At the top I was ecstatic to discover another dose of trail magic, and sipped my coke while sitting in an actual chair, the height of luxury. We decided to take the blue blaze trail for the next six miles as the actual PCT went down into a valley and back up again rather than going along the top like a normal person. Three miles before camp there was MORE trail magic in the form of a dude giving out sparkling water, particularly welcome given my planned water source turned out to be a mud puddle. We soldiered on the last three miles, getting water from Pauley Seep, which was about as appetising as it sounds, then collapsed into camp after our second marathon day in a row.
Day Seventy-eight, miles 1216.5-1244.6
Today was filled with the most stunning scenery, there must have been about twenty different shades of green in the forest from the moss on the trees to the pine trees to the plants next to trail, with splashes of wildflowers dotted about. The trail went up and down relentlessly – the elevation map looked like the ECG of someone who was not long for this world.

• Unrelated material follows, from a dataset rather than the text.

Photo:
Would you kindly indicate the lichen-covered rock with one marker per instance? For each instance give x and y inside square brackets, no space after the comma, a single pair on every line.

All the water today was off trail, so there were a few detours and long carries. I checked my remaining dinner to see how much water it needed – I’d thought it was some beans and rice combo I’d bought in an attempt to be healthy, which was why I’d left it until last – but I was ecstatic to find it was actually a packet of mac n cheese. The resultant euphoria carried me through the next few miles of burn zone with dozens of skinny black trees poking into the deep blue sky. Even though what they represent is obviously terrible, they were weirdly beautiful in a stark sort of way. So I was enjoying the views until the trail became so overgrown with the gorse that pops up after a wildfire that it ripped open all the old cuts on my legs and added about a hundred new ones. Oh well. Town tomorrow!